1 февраля 1827 года около 9 часов вечера в последний раз загремели мои дверные затворы и появился плац-адъютант Трусов, объявивший мне о нашем отправлении в Сибирь. С чувством я простился с ним, выразив ему свою искреннюю благодарность за все доброе участие, какое он во все время заключения оказывал мне. Надев шубу и теплые сапоги, я последовал за ним в дом коменданта, где уже были Нарышкин, А.И. Одоевский и мой брат. Чрез несколько минут по лестнице застучала та же деревяшка, которая при начале заключения произвела на нас такое неприятное впечатление перспективой пытки, и тот же комендант Сукин произнес: "Я имею Высочайшее повеление, заковав вас в цепи, отправить по назначению". При этом он дал знак, по которому появились сторожа с оковами; нас посадили, заковали ноги и дали веревочку в руки для их поддерживания. Оковы были не очень тяжелы, но оказались не совсем удобными для движения. С грохотом мы двинулись за фельдъегерем, которому нас передали. У крыльца стояло несколько троек. Нас посадили по одному в каждые сани с жандармом, которых было четверо, столько же, сколько и нас, и лошади тихо и таинственно тронулись. Городом мы проехали мимо дома Кочубея, великолепно освещенного, где стояли жандармы и пропасть карет. Взглянув на этот бал, один из наших спутников, Одоевский, написал потом свою думу, озаглавленную "Бал мертвецов".
Когда мы подъехали к заставе, нас с братом посадили в одни сани, а Нарышкина с Одоевским — в другие; на облучках поместилось по одному жандарму в наших санях, а другие два поместились с фельдъегерем. Теперь уже мы быстро помчались за санями фельдъегеря, и колокольчик заунывно запел в тишине ночи. Звуки эти, давно знакомые нам при самых счастливых и радостных обстоятельствах жизни, теперь пробудили в душе самые тяжелые мысли, и неумолимая грусть камнем налегла на сердце; теперь звуки эти перенесли нас далеко под родной кров, в среду милой семьи, где представилась мне наша нежная чудная мать, юные милые любящие сестры, которые, может быть, в эту самую минуту проливают слезы о погибели нашей в вечной разлуке.

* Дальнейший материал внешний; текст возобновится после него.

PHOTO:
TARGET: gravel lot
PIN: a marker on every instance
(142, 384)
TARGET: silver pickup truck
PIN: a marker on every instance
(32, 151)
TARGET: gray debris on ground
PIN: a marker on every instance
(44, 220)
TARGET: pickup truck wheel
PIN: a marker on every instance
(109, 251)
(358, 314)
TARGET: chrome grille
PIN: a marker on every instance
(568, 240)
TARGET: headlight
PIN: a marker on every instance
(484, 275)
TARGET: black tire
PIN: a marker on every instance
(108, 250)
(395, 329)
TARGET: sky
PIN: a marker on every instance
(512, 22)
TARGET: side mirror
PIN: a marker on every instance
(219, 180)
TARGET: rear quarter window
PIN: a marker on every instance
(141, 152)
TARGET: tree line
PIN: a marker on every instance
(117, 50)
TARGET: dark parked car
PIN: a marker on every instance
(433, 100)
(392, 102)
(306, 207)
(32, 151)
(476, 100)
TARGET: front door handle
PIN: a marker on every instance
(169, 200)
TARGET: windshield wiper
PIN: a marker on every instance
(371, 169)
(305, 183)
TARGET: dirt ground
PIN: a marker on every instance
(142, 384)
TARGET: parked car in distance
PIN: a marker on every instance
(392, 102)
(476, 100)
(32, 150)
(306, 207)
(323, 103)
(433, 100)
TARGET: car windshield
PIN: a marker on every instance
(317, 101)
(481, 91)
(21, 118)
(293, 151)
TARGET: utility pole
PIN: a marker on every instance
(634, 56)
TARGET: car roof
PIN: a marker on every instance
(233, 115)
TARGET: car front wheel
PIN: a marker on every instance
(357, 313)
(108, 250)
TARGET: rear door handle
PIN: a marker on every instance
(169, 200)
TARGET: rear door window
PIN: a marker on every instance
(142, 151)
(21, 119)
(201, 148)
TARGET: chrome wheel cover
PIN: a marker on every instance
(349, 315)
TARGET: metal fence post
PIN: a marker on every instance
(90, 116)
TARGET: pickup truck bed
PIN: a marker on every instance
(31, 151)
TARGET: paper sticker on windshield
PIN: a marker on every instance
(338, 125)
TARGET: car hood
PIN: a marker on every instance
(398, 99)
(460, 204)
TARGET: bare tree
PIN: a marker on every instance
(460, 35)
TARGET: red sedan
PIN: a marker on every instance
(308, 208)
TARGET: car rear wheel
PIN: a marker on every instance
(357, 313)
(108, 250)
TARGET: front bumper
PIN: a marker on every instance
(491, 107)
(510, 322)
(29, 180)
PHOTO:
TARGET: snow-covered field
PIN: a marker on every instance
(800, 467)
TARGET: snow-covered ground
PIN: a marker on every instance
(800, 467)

Да, тяжело быть причиной несчастия и слез чьих бы то ни было, даже врага; каково же сознавать, что был причиной несчастия и слез людей самых дорогих сердцу!
На станциях мы ближе познакомились с нашими спутниками, и с этой поры до самой вечной разлуки нас связывала с ними самая искренняя задушевная дружба, особенно с князем Александром Ивановичем Одоевским, который был нам ровесником по возрасту и родным по нашим к нему чувствам. Мы скоро увидели в нем не только поэта, но, скажу смело, даже великого поэта; и я убежден, что если б собраны были и явлены свету его многие тысячи стихов, то литература наша, конечно, отвела бы ему место рядом с Пушкиным, Лермонтовым и другими первоклассными поэтами. Он был очень рассеян, беспечен, временем до неистовства весел, временем сумрачно задумчив, и хотя, конечно, он не мог не сознавать своего дара, но был до того апатичен, что нужно было беспрестанно поджигать его, чтоб заставить писать. Большую часть его стихов мы с братом и с Петром Александровичем Мухановым решительно можем отнести к нашим усилиям и убеждениям. Первыми его слушателями, критиками и ценителями всегда были мы с Мухановым и Ивашевым. Но о нем расскажу в своем месте.
Помню, что на дороге в Шлиссельбург нас перегоняли тройки, которых, несмотря на все усилия фельдъегеря, мы не могли перегнать; он догадывался, что это были некоторые из супруг наших товарищей, и это чрезвычайно его волновало. На станции возле нашей комнаты появился кто-то из них, и они через дверь, запертую, конечно, могли перекинуться несколькими словами с Нарышкиным. Когда мы с братом сели в повозку, в воротах под сводом к нам поспешно подошла очень молодая дама чудной красоты и, протянув руку, хотела нам всунуть пачку ассигнаций. Мы с братом, конечно, отказались, сказав ей, что мы деньги имеем у фельдъегеря, но она настаивала на том, чтоб мы взяли, но тут раздалось грозное слово "Пошел!", и мы расстались, с чувством пожав ей руку.